When everything get back to normal?

This  pressured sense of knowing “nothing is normal, everything is normal”.

  All feelings are welcomed, like different titles of books on a shelf.  it is just this different tastes, sweet, bitter, salty and sometimes lifetime burnings. Romance, biography, history and self -helps. This awakening should have been over a long time ago, I had bookcases full of self-help books in my old flat!

We wake up and go back to sleep and again wake up and go back to sleep, one day, we wake up and toast doesn’t have a smell, good or bad, we wake up and decide to drink coffee instead of tea.

We wake up from tooth ache, heart ache and bad dreams. The feeling is inside us, it hurts us long enough, so we go and visit our dentist, it hurts deep enough, so we stop drinking one thing and replace it with a new drink. We awake to present moment through the window of experiences and life never close her windows. 

I woke to something yesterday, it is still hurting. I stopped the mind game but this run so deep, it is in the heart, the pain and the remedy. 

Life teaches us to let go, it is not about forgiving or forgetting the taste or the smell. 

It is about changing it to what makes you feel good, today, it might be a sweet taste of honey and tomorrow might be a hot curry!
Stop runaway from tastes and smells, stop controlling what to stay or go, just stop.

No need to tell yourself what tastes is good, or how your eggs should be made? Scramble or omelette ?! Present makes all your choices knowingly or not, you will experience everything from here to the next platform, the road is awakening and all you can do is to stay with moments. 
Time for morning something, coffee or juice, tea or a sense of self love!
If you listen, not in absent of words but in present of silence, you will hear what you want.
I did and today, all my feelings stretching into a new space, the window is open and I am about to go and make something! Knowing something and nothing are One. Only my choice in this moment makes this nothing into something.
Have a good day
Serena Devi

A bit longer

Let stay in this moment a bit longer,

Where you and I grow our new wings

And our hearts yield to colourful leaves of love.

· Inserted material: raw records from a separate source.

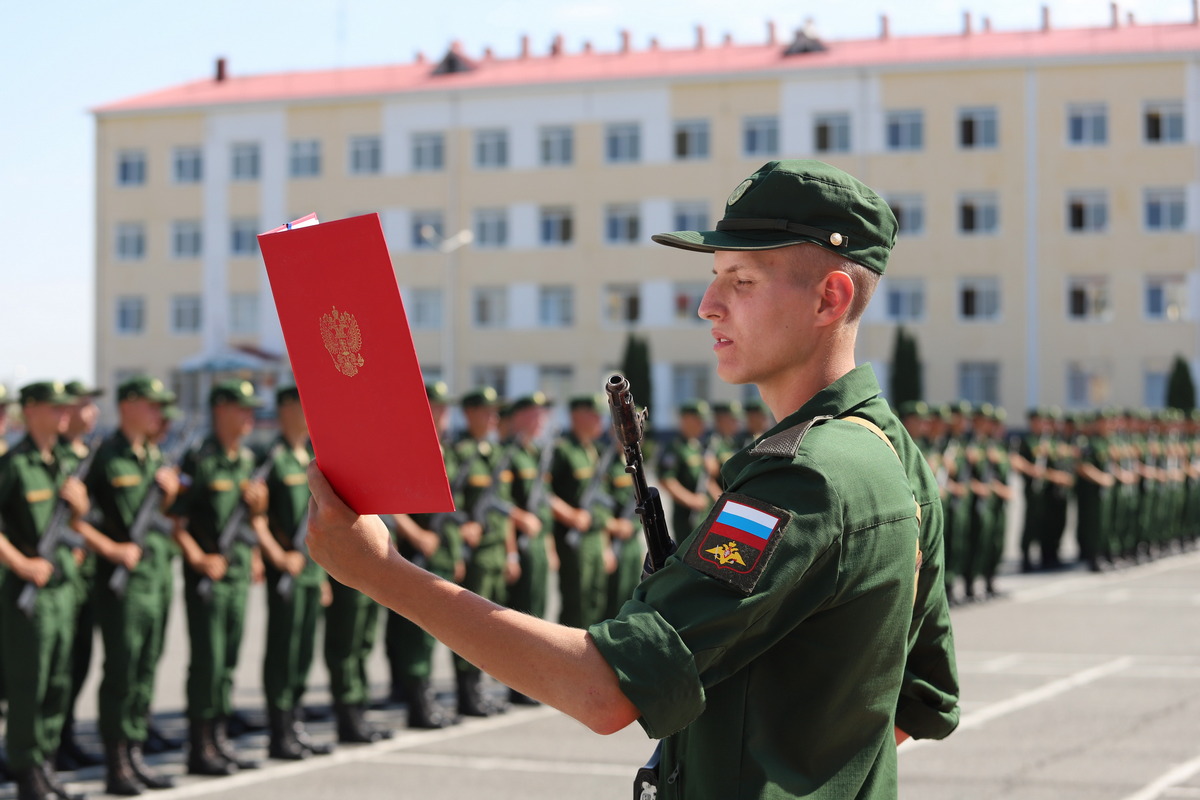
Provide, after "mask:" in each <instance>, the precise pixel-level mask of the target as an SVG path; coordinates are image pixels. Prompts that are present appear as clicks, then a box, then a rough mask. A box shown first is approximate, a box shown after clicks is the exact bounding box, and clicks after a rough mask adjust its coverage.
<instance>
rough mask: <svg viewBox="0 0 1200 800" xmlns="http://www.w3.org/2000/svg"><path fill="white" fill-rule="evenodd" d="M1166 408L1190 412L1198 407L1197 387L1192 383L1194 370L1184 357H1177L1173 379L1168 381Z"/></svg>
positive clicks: (1172, 376)
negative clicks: (1192, 368) (1187, 411)
mask: <svg viewBox="0 0 1200 800" xmlns="http://www.w3.org/2000/svg"><path fill="white" fill-rule="evenodd" d="M1166 407H1168V408H1177V409H1182V410H1184V411H1190V410H1193V409H1194V408H1195V407H1196V387H1195V384H1194V383H1193V381H1192V368H1190V367H1188V362H1187V361H1184V360H1183V356H1181V355H1177V356H1175V363H1174V365H1172V366H1171V377H1170V378H1169V379H1168V380H1166Z"/></svg>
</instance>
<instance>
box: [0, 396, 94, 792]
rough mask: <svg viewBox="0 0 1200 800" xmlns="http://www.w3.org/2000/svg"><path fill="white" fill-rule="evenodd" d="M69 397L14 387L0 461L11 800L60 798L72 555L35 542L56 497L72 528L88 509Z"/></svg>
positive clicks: (8, 756) (71, 581) (73, 553)
mask: <svg viewBox="0 0 1200 800" xmlns="http://www.w3.org/2000/svg"><path fill="white" fill-rule="evenodd" d="M73 404H74V398H73V397H72V396H71V395H67V393H66V387H65V386H64V385H62V384H60V383H52V381H40V383H34V384H29V385H26V386H23V387H22V390H20V407H22V414H23V416H24V419H25V429H26V434H25V438H24V439H22V440H20V443H19V444H17V445H16V446H14V447H13V449H12V450H10V451H8V452H7V453H6V455H5V456H4V457H2V459H0V521H2V523H0V524H2V528H0V565H4V566H5V567H6V569H5V570H4V571H2V572H0V631H2V632H4V646H2V648H0V660H2V662H4V673H5V680H6V687H7V693H8V718H7V745H8V764H10V770H11V771H12V774H13V776H14V777H16V778H17V784H18V793H19V794H18V796H19V798H20V800H40V799H42V798H52V796H60V798H62V796H67V795H66V790H65V789H64V788H62V784H61V782H60V781H59V778H58V775H56V772H55V770H54V766H53V764H52V763H50V762H52V759H53V758H54V752H55V751H56V750H58V747H59V742H60V741H61V734H62V722H64V718H65V717H66V714H67V708H68V704H70V702H71V690H72V686H71V666H72V664H71V646H72V642H73V638H74V621H76V616H77V613H78V607H79V595H78V583H77V582H78V563H77V557H76V553H73V552H72V549H71V548H70V547H68V546H67V545H65V543H60V546H59V547H58V551H56V553H55V555H54V558H53V560H49V559H46V558H42V557H41V555H40V554H38V545H40V542H41V539H42V537H43V536H46V535H48V534H49V533H50V531H48V530H47V529H48V527H49V524H50V522H52V516H53V513H54V509H55V505H56V499H58V498H62V500H65V501H66V503H67V504H68V505H70V510H71V522H72V524H78V522H79V519H80V518H82V517H83V516H84V515H86V513H88V511H89V509H90V504H89V501H88V491H86V488H85V487H84V485H83V483H82V482H80V481H79V480H78V479H74V477H72V473H73V471H74V470H76V467H77V465H78V463H79V458H78V456H77V455H76V453H74V451H73V450H72V449H71V447H70V446H67V444H66V441H65V440H64V439H61V438H60V437H61V434H62V433H65V432H66V425H67V419H68V416H70V413H71V407H72V405H73ZM26 583H32V584H34V585H36V587H38V590H37V596H36V600H35V604H34V609H32V613H31V614H29V615H26V614H25V613H24V612H23V610H22V609H20V608H18V599H19V596H20V594H22V591H23V590H24V589H25V585H26Z"/></svg>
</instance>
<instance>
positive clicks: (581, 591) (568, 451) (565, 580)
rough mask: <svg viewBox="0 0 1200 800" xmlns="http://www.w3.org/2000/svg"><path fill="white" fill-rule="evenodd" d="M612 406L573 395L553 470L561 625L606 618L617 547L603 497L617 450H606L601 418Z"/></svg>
mask: <svg viewBox="0 0 1200 800" xmlns="http://www.w3.org/2000/svg"><path fill="white" fill-rule="evenodd" d="M606 407H607V403H606V402H605V401H604V398H601V397H599V396H598V395H580V396H576V397H572V398H571V401H570V403H568V408H569V409H570V414H571V429H570V431H569V432H568V433H566V435H564V437H562V438H560V439H559V440H558V444H557V445H556V446H554V456H553V458H552V459H551V467H550V487H551V491H553V493H554V497H553V499H552V500H551V503H552V509H553V513H554V551H556V552H557V554H558V565H559V566H558V589H559V593H560V594H562V600H563V602H562V608H560V612H559V616H558V621H559V622H562V624H563V625H571V626H575V627H587V626H588V625H592V624H593V622H599V621H600V620H601V619H604V609H605V602H606V595H607V590H608V572H607V569H606V564H607V563H611V561H610V559H611V553H612V547H611V545H610V542H608V537H607V534H606V525H607V522H608V518H610V517H611V516H612V506H611V501H610V500H607V498H604V497H601V495H602V494H604V492H602V489H604V482H605V475H606V474H607V470H608V467H610V465H611V463H612V459H613V455H612V451H611V450H608V451H606V450H605V447H602V446H601V443H600V435H601V434H602V433H604V428H602V426H601V419H602V417H601V414H602V413H604V411H602V410H604V409H606ZM602 453H604V455H605V458H601V455H602Z"/></svg>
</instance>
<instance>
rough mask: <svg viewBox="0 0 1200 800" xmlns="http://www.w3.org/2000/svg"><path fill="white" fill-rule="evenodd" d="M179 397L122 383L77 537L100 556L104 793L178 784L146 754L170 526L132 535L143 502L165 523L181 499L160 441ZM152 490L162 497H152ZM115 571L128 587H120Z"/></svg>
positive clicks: (140, 376)
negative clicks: (147, 733) (111, 422)
mask: <svg viewBox="0 0 1200 800" xmlns="http://www.w3.org/2000/svg"><path fill="white" fill-rule="evenodd" d="M174 399H175V396H174V393H172V392H169V391H167V390H166V389H164V387H163V385H162V381H160V380H157V379H155V378H151V377H149V375H136V377H133V378H130V379H127V380H125V381H124V383H122V384H121V385H120V386H118V389H116V404H118V414H119V422H118V429H116V431H115V432H114V433H113V434H112V435H110V437H108V439H106V440H104V443H103V444H101V445H100V450H98V451H97V453H96V459H95V462H94V463H92V465H91V470H90V471H89V474H88V489H89V492H90V493H91V498H92V503H94V505H95V507H96V509H97V510H98V511H100V512H101V513H100V521H98V523H97V525H96V527H92V525H90V524H86V523H85V524H83V525H82V527H80V533H82V534H83V535H84V539H85V541H86V542H88V547H89V548H90V549H91V551H92V552H94V553H96V555H97V557H98V559H97V566H96V573H95V588H94V597H95V604H96V620H97V621H98V624H100V632H101V637H102V638H103V642H104V678H103V680H102V681H101V685H100V734H101V738H102V739H103V741H104V753H106V763H107V778H106V780H107V789H106V790H107V793H108V794H118V795H137V794H142V792H143V789H146V788H150V789H167V788H170V787H173V786H174V781H172V780H170V778H168V777H164V776H161V775H157V774H155V772H154V771H151V770H150V769H149V768H148V766H146V764H145V762H144V759H143V757H142V751H143V747H144V744H145V740H146V733H148V732H146V718H148V715H149V714H150V703H151V700H152V699H154V690H155V675H156V672H157V666H158V662H157V654H158V652H160V651H161V649H162V636H163V616H164V615H166V612H167V608H166V606H163V602H162V587H163V584H164V583H166V582H167V581H168V579H169V576H168V572H169V570H170V548H172V543H170V527H169V525H167V524H150V525H148V527H146V528H145V530H144V533H142V534H139V536H144V539H142V541H133V540H132V539H131V536H130V534H131V528H132V527H133V524H134V521H136V519H137V518H138V517H139V515H140V513H142V512H143V506H144V505H146V504H148V503H152V504H155V505H152V506H150V507H149V509H148V511H146V513H151V515H155V516H158V517H160V519H161V513H162V512H164V511H166V510H167V509H169V507H170V505H172V504H173V503H174V500H175V495H176V494H178V492H179V476H178V474H176V473H175V470H174V469H170V468H169V467H167V465H166V464H164V463H163V457H162V453H161V452H160V450H158V446H157V445H156V444H155V438H156V437H157V434H158V432H160V429H161V428H162V408H163V405H164V404H168V403H173V402H174ZM155 486H157V487H158V488H160V492H156V493H151V488H154V487H155ZM148 495H149V497H148ZM118 571H120V572H121V573H122V575H121V581H124V584H119V587H120V588H119V589H114V588H113V578H114V575H115V573H118Z"/></svg>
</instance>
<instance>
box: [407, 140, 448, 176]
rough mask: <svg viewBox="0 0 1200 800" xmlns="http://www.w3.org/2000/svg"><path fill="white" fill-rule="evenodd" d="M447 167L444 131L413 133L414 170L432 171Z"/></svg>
mask: <svg viewBox="0 0 1200 800" xmlns="http://www.w3.org/2000/svg"><path fill="white" fill-rule="evenodd" d="M440 169H445V136H443V134H442V133H414V134H413V172H414V173H432V172H438V170H440Z"/></svg>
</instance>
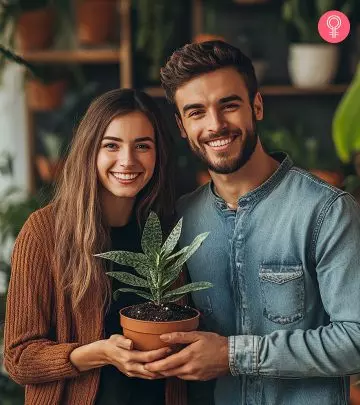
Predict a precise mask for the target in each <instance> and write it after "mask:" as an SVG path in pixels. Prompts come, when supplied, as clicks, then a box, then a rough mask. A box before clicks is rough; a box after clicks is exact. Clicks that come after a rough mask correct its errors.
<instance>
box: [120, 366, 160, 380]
mask: <svg viewBox="0 0 360 405" xmlns="http://www.w3.org/2000/svg"><path fill="white" fill-rule="evenodd" d="M120 371H122V372H123V373H124V374H125V375H126V376H127V377H130V378H143V379H146V380H156V379H159V378H164V377H163V376H162V375H161V374H158V373H152V372H151V371H148V370H146V369H145V368H144V365H143V364H139V363H133V364H131V365H128V366H127V368H126V370H125V371H124V370H120Z"/></svg>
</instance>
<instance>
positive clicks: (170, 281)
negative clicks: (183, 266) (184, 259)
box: [162, 266, 182, 289]
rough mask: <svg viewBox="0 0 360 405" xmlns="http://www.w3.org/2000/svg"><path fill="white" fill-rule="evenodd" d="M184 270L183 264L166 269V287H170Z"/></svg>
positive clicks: (163, 282) (163, 280) (165, 287)
mask: <svg viewBox="0 0 360 405" xmlns="http://www.w3.org/2000/svg"><path fill="white" fill-rule="evenodd" d="M181 270H182V266H178V267H175V268H169V269H168V270H167V271H166V274H165V277H164V280H163V283H162V284H163V287H164V289H166V288H167V287H169V286H170V285H171V284H172V283H173V282H174V281H175V280H176V279H177V278H178V277H179V274H180V273H181Z"/></svg>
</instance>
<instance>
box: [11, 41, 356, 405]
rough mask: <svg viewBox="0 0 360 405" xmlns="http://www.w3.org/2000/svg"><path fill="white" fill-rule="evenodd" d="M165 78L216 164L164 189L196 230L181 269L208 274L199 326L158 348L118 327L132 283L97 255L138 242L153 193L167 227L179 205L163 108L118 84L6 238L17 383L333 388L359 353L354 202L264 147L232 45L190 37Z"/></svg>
mask: <svg viewBox="0 0 360 405" xmlns="http://www.w3.org/2000/svg"><path fill="white" fill-rule="evenodd" d="M161 80H162V85H163V87H164V89H165V91H166V95H167V98H168V99H169V100H170V102H172V103H173V104H174V106H175V110H176V113H175V117H176V120H177V123H178V126H179V129H180V132H181V136H182V137H184V138H185V139H187V141H188V142H189V145H190V147H191V149H192V151H193V152H194V153H195V154H196V155H197V156H198V157H199V158H200V159H201V160H202V161H203V162H205V164H206V165H207V166H208V169H209V172H210V175H211V178H212V181H211V183H209V184H208V185H205V186H202V187H200V188H199V189H198V190H196V191H194V192H193V193H191V194H189V195H186V196H184V197H182V198H181V199H180V201H178V203H177V205H176V215H178V216H183V217H184V224H183V233H182V237H181V241H180V242H181V243H180V245H181V246H182V245H186V244H188V243H189V242H190V241H191V240H192V239H193V237H194V236H195V235H197V234H199V233H201V232H206V231H210V235H209V237H208V238H207V240H206V241H205V242H204V244H203V246H202V247H201V249H200V250H199V251H198V253H197V254H196V255H195V256H193V257H192V258H191V259H190V260H189V262H188V270H189V273H190V277H191V279H192V281H198V280H207V281H210V282H212V283H213V284H214V287H213V288H212V289H210V290H205V291H200V292H197V293H195V294H194V296H193V300H194V302H195V306H196V307H197V308H199V309H200V310H201V311H202V313H203V314H204V318H205V320H204V322H205V325H206V330H207V332H202V331H196V332H190V333H180V334H179V333H175V334H170V335H165V336H163V338H164V339H166V340H167V341H169V342H171V343H174V344H175V343H182V344H185V347H184V349H182V350H181V351H179V352H178V353H172V354H170V355H168V354H167V353H166V349H159V350H155V351H151V352H139V351H136V350H131V342H130V341H129V340H127V339H125V338H124V337H123V336H122V335H121V330H120V329H119V326H118V315H117V311H118V309H119V307H118V306H119V305H120V306H125V305H131V304H134V303H137V302H138V301H137V298H136V297H134V296H132V295H130V294H128V295H126V296H125V294H124V297H121V298H120V303H119V302H117V304H115V303H114V302H111V287H110V286H109V284H108V280H107V278H106V276H105V275H104V269H103V267H102V265H103V262H101V261H99V260H98V259H96V258H94V257H93V254H94V253H98V252H103V251H106V250H109V248H112V249H116V250H117V249H121V250H133V251H139V250H140V249H141V247H140V234H141V231H140V229H141V226H142V225H143V224H144V220H145V218H146V217H147V214H148V213H149V211H150V210H153V211H155V212H157V214H158V215H159V216H160V218H161V221H162V223H163V224H167V225H168V226H169V227H171V226H172V225H173V223H174V222H175V220H176V218H175V214H174V204H173V193H172V182H171V177H170V176H169V165H170V160H171V158H170V142H169V141H170V140H169V134H168V133H167V132H166V130H165V128H164V124H163V119H162V118H161V117H160V113H159V111H158V109H157V107H156V105H155V104H154V102H153V101H152V100H151V99H150V97H148V96H147V95H145V94H143V93H141V92H137V91H134V90H114V91H110V92H108V93H106V94H104V95H103V96H101V97H99V98H98V99H97V100H95V101H94V102H93V103H92V104H91V106H90V108H89V109H88V111H87V113H86V115H85V117H84V118H83V120H82V122H81V124H80V126H79V128H78V131H77V133H76V135H75V138H74V142H73V144H72V146H71V150H70V153H69V157H68V159H67V162H66V165H65V168H64V173H63V178H62V181H61V183H60V186H59V189H58V192H57V195H56V196H55V199H54V201H53V203H52V204H51V205H50V206H47V207H45V208H44V209H42V210H39V211H37V212H35V213H34V214H33V215H31V217H30V218H29V220H28V221H27V223H26V224H25V226H24V227H23V229H22V231H21V233H20V235H19V237H18V239H17V241H16V244H15V248H14V252H13V259H12V275H11V281H10V287H9V295H8V303H7V318H6V329H5V365H6V368H7V370H8V372H9V374H10V376H11V377H12V378H13V379H14V380H15V381H17V382H18V383H20V384H23V385H26V404H41V405H43V404H44V405H45V404H49V405H50V404H51V405H55V404H67V405H82V404H83V405H88V404H89V405H90V404H96V405H112V404H117V405H118V404H126V405H137V404H139V405H150V404H153V405H161V404H166V405H185V404H187V403H196V404H199V405H202V404H210V403H212V402H213V401H214V402H215V404H216V405H235V404H236V405H250V404H252V405H305V404H311V405H320V404H327V405H331V404H333V405H343V404H346V403H347V401H348V392H349V378H348V377H347V376H346V375H349V374H352V373H356V372H359V370H360V307H359V302H360V281H359V280H360V276H359V271H360V256H359V254H358V250H359V246H360V213H359V207H358V205H357V204H356V202H354V200H353V198H352V197H351V196H349V195H348V194H346V193H345V192H343V191H341V190H338V189H336V188H334V187H331V186H329V185H327V184H326V183H324V182H322V181H321V180H318V179H317V178H315V177H313V176H311V175H310V174H309V173H307V172H306V171H303V170H301V169H299V168H297V167H294V166H293V165H292V162H291V160H290V158H289V157H288V156H286V155H285V154H282V153H278V154H273V155H269V154H268V153H266V152H265V151H264V149H263V147H262V145H261V142H260V140H259V138H258V135H257V131H256V124H257V121H259V120H261V119H262V117H263V102H262V98H261V95H260V93H259V92H258V87H257V81H256V77H255V74H254V69H253V66H252V64H251V61H250V60H249V59H248V58H247V57H246V56H245V55H243V54H242V53H241V52H240V51H239V50H238V49H236V48H234V47H232V46H230V45H228V44H226V43H224V42H221V41H211V42H205V43H202V44H191V45H186V46H184V47H183V48H181V49H179V50H177V51H175V52H174V54H173V55H172V56H171V58H170V60H169V61H168V63H167V64H166V66H165V67H164V68H163V69H162V70H161ZM64 291H67V293H66V294H65V293H64ZM115 305H117V306H116V307H115ZM173 377H178V378H173ZM324 377H326V378H324ZM215 379H216V380H215ZM206 381H207V382H206ZM212 381H216V382H215V384H212ZM209 382H211V384H209ZM186 383H187V384H186ZM208 384H209V385H208ZM186 385H188V387H191V389H189V390H188V392H189V395H188V398H187V396H186V390H185V388H186V387H185V386H186ZM213 386H214V389H212V388H213ZM190 394H191V395H190Z"/></svg>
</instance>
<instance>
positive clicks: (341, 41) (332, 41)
mask: <svg viewBox="0 0 360 405" xmlns="http://www.w3.org/2000/svg"><path fill="white" fill-rule="evenodd" d="M318 30H319V34H320V36H321V38H322V39H323V40H325V41H326V42H330V43H331V44H337V43H339V42H342V41H343V40H344V39H345V38H346V37H347V36H348V35H349V32H350V21H349V19H348V18H347V17H346V15H345V14H344V13H342V12H340V11H337V10H331V11H327V12H326V13H325V14H323V15H322V16H321V17H320V20H319V23H318Z"/></svg>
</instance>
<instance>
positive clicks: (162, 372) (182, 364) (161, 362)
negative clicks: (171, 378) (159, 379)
mask: <svg viewBox="0 0 360 405" xmlns="http://www.w3.org/2000/svg"><path fill="white" fill-rule="evenodd" d="M189 356H190V351H189V350H188V348H185V349H183V350H181V351H180V352H178V353H176V354H173V355H171V356H168V357H166V358H165V359H162V360H158V361H153V362H152V363H150V364H146V365H145V369H146V370H148V371H152V372H157V373H161V374H163V372H164V371H169V370H173V369H175V368H178V367H181V366H183V365H184V364H186V363H187V362H188V361H189V359H190V358H189Z"/></svg>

Our lips touch silently under surface of night

We open the unknown door and enter a new world.

Our waves of joy arrive on pebbled shore

Ah, sweet moon, stars and the mystery of passing moment…

I am going home in this moment

A bit longer when I am in pain

A bit shorter when I love,

In depth of this moment

I engage with aloneness

I engage with aliveness

Circling in wilderness of my heart

Everytime my eyes meet yours

Nightingale sings and moon smiles.
Let stay in this moment a bit longer.